How and Why Russia Forgot The Great War
Published: August 1, 2014 (Issue # 1822)
Russia lost 3 million people in World War I. But it also provided examples of explosive military strength and economic resilience that would make any nation proud.
And yet, though the 100th anniversary of the war — which Russia joined on Aug. 1, 1914 — has revived some interest in the event, Russians generally do not often speak of World War I.
This is a nation that loves and cherishes memories of other past military triumphs. World War II has developed a cult-like status over the decades, and even the Great Patriotic War against Napoleon is widely discussed and revered.
But beyond the history books, the Great War hardly features in mass culture, having contributed neither myths nor heroes to Russian folk culture, and hardly having made a dent in nation's wealth of arts and literature.
World War I's marginal position in Russian lore owes to the fact that it fell between the cracks of history, or — more specifically — between the Tsarist and Bolshevik regimes, Russian scholars said.
In destroying the tsars, the Bolshevik revolutionaries denounced the Great War as imperialist, thus robbing it of its potential for a popular legacy.
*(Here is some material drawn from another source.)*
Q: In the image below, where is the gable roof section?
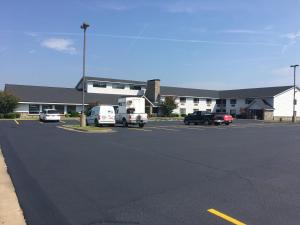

"The two world wars are antithetical national myths for Russia," said prominent philosopher and columnist Maxim Goryunov.
"It is an either-or situation. [World War I and World War II] are mutually exclusive, you cannot celebrate them both," Goryunov told The St. Petersburg Times on the eve of the war's 100th anniversary on Thursday.
The Forgotten War
Russia boasts two major museums dedicated to the legacy of its 1812 war against Napoleon. Scores of museums celebrate the memory of World War II, and monuments to its heroes and victims can be found in abundance in every post-Soviet city, from Kaliningrad to Siberia.